Açlığı oruçla doyuranlar
Ramazan ayı vedaya hazırlanıyor. Gelişinde sevinç yükünü yüklendiği gibi, gidişinde de hüzün yükünü yükleniyor. Kaç Ramazanlık ömrümüz var şu dünyada? Her...
Ramazan ayı vedaya hazırlanıyor.
Gelişinde sevinç yükünü yüklendiği gibi, gidişinde de hüzün yükünü yükleniyor. Kaç Ramazanlık ömrümüz var şu dünyada?
Her ömrünü tamamlayan Ramazan aslında bizim ömrümüze bir çentik atıp gidiyor.

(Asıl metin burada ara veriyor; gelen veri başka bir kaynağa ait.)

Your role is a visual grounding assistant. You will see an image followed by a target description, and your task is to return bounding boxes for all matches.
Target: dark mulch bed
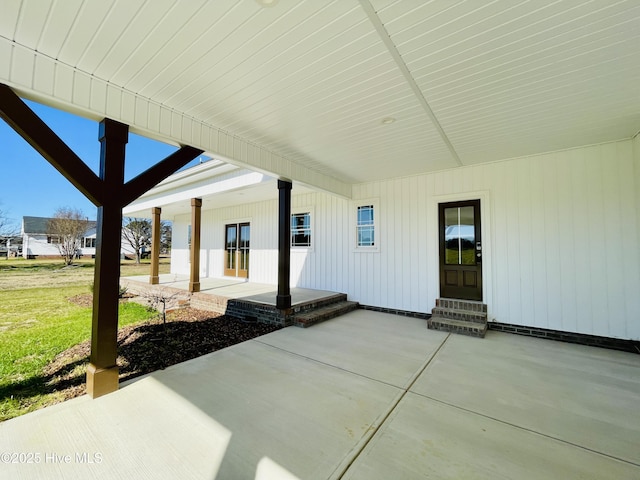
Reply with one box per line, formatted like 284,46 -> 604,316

Bir uyanma ayı olarak kaldı hafızamda Ramazan.
İnsan oruçlu olduğu zamanlar daha çok farkına varıyor teğet geçtiği şeylerin.
Nefsi arzular manevi hasletlerin önünden çekiyor.
Oruç tutmanın her zamankinden çok daha yaralarımıza merhem olduğu bir çağdayız.
Bitmek bilmeyen arzular, sönmeyen ihtiras ateşi, haz düşkünlüğü oruçla haddini biliyor.
Yemeden içmeden durmak, yeme içmenin işgal ettiği alanlara kendini gösterme fırsatı tanıyor.
Yeme içme ve fizyolojik ihtiyaçlar insanının sindirim sistemini kontrolsüzleştirip duyarsızlaştırıyor. Sosyal felaketleri, toplumsal erozyonları da rahatlıkla sindirir hale geliyoruz.
Adaletsizlik, yoksulluk, kanaatsizlik, kapitalizm, komşusu açken kendisi tok sabahlayan insanların varlığı kimseyi rahatsız etmiyor.